Yeah, see...15, and all I want is ONE male!


----------



## TheFishGuy (Apr 21, 2005)

Well, if i could sex them at an inch I'd be glad to send you one... but I can't seem to sex them at 12" ! :lol:


----------



## SinisterKisses (Feb 24, 2004)

Lol fair enough I suppose. You'll figure it out as they grow, and then I'll be in business


----------



## TheFishGuy (Apr 21, 2005)

Well, if I run with the theory of the one who grows the fastest out of a group of twenty is more than likely a male... I could send you that one... Then another male should rise up after that one's gone...


----------



## SinisterKisses (Feb 24, 2004)

There ya go, see? Valid logic to me


----------



## sselraven (Jun 17, 2007)

Sup fish guy?
How are the little fellows doing ?
I have another batch like 500 comming up 
Thats a part of the batch


----------



## sselraven (Jun 17, 2007)

FishGuy they are from Pink pair they just dont have pigment on it yet here are the parents

Father










Mother


----------



## SinisterKisses (Feb 24, 2004)

Son of a...they're everywhere except anywhere near HERE!


----------



## sselraven (Jun 17, 2007)

If you were in US i had a male that i didnt know what to do with it and i sold it for $35 guy picked it up like 5 days ago 
But you know what my trucks go to Vancouver 
FishGuy how did you liek the delivery?


----------



## TheFishGuy (Apr 21, 2005)

Delivery was borderline drug deal! :lol: It worked perfect...
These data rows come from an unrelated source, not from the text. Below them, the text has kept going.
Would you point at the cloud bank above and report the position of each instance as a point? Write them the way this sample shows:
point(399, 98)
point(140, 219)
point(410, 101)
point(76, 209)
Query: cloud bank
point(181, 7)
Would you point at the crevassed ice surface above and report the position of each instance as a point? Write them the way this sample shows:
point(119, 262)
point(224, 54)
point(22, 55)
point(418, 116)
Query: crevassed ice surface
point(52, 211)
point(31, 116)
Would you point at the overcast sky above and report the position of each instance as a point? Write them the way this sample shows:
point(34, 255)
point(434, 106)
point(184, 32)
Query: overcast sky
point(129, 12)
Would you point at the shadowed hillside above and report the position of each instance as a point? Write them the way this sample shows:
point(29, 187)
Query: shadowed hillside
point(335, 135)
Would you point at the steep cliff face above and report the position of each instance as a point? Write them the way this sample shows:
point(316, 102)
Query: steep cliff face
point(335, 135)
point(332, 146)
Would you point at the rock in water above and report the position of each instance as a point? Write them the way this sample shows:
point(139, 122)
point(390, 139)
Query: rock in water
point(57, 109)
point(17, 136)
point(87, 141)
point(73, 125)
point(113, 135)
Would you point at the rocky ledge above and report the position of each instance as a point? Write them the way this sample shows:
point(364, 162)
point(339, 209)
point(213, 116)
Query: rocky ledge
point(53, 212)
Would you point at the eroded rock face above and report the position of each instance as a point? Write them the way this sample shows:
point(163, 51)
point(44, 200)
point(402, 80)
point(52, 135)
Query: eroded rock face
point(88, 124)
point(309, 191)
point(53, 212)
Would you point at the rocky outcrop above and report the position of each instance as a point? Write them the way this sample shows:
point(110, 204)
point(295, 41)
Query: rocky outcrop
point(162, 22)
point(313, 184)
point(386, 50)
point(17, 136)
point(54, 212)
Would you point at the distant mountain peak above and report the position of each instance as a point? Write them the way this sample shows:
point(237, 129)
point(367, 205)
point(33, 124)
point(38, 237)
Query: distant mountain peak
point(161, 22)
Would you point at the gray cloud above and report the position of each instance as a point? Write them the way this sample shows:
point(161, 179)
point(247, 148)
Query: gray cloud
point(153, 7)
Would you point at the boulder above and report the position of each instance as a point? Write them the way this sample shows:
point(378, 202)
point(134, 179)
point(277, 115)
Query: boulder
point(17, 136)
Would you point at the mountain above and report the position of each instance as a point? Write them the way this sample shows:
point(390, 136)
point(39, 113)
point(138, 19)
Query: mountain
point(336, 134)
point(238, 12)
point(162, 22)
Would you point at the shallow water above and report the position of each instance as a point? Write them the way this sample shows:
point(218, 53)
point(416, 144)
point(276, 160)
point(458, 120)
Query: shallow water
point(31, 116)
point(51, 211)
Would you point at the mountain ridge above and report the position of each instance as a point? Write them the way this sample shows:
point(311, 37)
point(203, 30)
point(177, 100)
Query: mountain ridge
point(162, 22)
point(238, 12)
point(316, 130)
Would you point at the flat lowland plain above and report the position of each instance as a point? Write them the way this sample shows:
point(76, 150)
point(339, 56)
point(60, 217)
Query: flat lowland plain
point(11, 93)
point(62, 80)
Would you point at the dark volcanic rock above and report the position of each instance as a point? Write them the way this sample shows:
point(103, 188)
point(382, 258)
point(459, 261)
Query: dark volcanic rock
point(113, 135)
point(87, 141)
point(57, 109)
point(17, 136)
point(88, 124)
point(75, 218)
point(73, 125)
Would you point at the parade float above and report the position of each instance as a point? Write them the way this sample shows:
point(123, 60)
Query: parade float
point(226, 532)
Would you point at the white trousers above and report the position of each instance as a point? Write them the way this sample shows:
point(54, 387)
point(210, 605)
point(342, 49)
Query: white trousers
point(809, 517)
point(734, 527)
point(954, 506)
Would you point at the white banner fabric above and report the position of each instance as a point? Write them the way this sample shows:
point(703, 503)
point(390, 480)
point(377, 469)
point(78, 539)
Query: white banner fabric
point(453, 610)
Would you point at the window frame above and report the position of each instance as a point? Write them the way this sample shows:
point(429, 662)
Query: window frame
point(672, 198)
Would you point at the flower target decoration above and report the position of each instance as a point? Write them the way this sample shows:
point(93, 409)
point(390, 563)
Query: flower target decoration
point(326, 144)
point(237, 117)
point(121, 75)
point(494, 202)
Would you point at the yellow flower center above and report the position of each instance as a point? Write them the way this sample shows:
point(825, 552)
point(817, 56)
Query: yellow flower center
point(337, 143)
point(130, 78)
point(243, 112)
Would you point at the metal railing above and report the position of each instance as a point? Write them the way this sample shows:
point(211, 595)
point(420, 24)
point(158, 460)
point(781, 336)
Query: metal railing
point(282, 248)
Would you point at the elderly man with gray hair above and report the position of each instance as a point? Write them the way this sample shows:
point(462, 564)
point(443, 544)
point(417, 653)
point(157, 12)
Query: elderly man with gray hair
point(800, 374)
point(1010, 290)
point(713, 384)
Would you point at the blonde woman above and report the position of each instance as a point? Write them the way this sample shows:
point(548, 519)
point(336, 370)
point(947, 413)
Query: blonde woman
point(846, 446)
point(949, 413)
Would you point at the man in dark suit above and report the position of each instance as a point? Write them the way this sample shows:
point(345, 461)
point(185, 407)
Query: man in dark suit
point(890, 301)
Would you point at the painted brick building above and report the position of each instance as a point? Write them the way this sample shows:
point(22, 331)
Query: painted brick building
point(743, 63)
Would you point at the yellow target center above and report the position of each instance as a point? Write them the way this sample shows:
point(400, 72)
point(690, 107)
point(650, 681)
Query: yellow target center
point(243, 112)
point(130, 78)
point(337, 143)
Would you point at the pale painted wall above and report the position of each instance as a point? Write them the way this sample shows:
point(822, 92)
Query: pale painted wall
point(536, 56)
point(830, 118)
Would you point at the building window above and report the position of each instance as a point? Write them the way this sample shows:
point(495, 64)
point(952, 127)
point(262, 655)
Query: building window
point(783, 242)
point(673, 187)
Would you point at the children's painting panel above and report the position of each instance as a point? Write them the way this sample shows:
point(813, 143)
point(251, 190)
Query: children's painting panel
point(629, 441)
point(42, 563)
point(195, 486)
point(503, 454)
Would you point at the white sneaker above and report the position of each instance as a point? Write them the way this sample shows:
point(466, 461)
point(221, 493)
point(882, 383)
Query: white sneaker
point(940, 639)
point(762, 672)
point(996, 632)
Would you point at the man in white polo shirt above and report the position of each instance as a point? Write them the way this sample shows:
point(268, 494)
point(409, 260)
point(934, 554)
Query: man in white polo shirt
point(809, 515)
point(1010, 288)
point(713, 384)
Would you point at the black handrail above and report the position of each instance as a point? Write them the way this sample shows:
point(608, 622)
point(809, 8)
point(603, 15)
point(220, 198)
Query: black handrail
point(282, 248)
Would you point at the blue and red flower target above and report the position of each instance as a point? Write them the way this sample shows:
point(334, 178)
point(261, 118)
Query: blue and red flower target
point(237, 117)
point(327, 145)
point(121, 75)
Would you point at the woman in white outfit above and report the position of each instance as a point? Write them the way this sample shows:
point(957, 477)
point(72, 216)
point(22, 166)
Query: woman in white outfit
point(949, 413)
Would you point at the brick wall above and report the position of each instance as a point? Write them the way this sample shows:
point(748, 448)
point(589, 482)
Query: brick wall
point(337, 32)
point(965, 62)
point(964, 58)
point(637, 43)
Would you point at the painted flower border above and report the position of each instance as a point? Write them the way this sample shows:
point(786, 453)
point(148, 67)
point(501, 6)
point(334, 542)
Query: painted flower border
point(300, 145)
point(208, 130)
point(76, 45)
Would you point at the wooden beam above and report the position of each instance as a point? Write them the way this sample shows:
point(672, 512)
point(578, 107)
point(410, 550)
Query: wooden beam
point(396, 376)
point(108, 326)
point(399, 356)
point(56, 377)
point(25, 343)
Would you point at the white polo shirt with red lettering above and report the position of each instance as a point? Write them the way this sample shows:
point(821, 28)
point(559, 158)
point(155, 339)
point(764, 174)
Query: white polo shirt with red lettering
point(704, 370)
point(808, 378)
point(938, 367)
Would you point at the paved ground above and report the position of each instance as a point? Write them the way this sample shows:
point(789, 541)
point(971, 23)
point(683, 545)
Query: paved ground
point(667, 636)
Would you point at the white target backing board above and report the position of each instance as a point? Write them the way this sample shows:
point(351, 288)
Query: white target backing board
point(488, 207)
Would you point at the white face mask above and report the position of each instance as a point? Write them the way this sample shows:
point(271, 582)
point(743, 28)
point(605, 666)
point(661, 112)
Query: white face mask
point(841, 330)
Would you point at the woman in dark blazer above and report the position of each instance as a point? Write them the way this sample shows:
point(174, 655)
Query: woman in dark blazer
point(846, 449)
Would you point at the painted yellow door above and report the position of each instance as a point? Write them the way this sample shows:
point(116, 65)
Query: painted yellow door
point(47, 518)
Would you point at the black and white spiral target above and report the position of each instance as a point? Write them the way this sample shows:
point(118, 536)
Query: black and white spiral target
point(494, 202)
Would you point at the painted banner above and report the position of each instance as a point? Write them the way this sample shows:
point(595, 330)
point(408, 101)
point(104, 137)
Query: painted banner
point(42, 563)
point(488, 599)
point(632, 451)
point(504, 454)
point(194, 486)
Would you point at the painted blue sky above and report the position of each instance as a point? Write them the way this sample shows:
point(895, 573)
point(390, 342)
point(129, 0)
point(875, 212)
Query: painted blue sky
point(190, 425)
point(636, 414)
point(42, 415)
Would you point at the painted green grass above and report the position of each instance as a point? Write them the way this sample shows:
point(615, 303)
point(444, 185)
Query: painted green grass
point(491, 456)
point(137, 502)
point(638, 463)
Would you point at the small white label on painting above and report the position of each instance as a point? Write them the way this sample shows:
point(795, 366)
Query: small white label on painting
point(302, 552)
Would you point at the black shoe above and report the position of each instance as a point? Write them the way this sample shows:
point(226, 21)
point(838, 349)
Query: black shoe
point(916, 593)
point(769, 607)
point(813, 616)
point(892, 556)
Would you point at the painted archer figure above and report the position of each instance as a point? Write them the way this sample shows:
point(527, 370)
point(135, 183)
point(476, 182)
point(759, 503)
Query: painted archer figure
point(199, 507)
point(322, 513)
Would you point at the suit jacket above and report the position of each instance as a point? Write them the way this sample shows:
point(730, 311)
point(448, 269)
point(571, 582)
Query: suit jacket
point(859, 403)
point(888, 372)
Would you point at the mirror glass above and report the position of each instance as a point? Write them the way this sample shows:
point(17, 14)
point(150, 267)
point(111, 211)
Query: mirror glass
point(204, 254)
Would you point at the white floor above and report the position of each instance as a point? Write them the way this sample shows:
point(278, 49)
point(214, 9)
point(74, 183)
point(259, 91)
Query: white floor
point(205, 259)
Are you saying the ones I have are pink?


----------



## sselraven (Jun 17, 2007)

yes they are


----------



## SinisterKisses (Feb 24, 2004)

Those don't look like the pinks I've seen pictures of...then again, they don't really look like the blues, either.

Scrap this plan. I need a blue male.


----------



## BlackShark11k (Feb 16, 2007)

SinisterKisses said:


> Those don't look like the pinks I've seen pictures of...then again, they don't really look like the blues, either.
> 
> Scrap this plan. I need a blue male.


Probably like midas/red devil the yellow/pink color comes with age.


----------



## TheFishGuy (Apr 21, 2005)

Ok, the ones sselraven pictured sure don't look like pinks to me... Pinks are... well... pink...

The ones sselraven pictured don't look as intensly colored as SK's on the previous page but they look like common fens to me...

Here's a pink in this thread:
http://www.cichlid-forum.com/phpBB/view ... enestratus


----------



## SinisterKisses (Feb 24, 2004)

Yeah, that's what I think of when I think pink fenestratus. I don't have any personal experience with the pinks, but to my understanding it's something they're like almost from the get-go?

The ones pictured also look very elongated to me?


----------



## TheFishGuy (Apr 21, 2005)

I had pinks along long time ago... They were always pink... I know that when Jwipples spawn they get all crazy with black splotches coming and going... I never saw that or remember that when I had mine...

I see what you're talking about with the elongatedness but I guess that really doesn't bother me much... :fish:


----------



## StillaZilla (Aug 22, 2008)

Lake Erie?????? :lol: British Columbia, Canada is a long long way from Lake Erie.


----------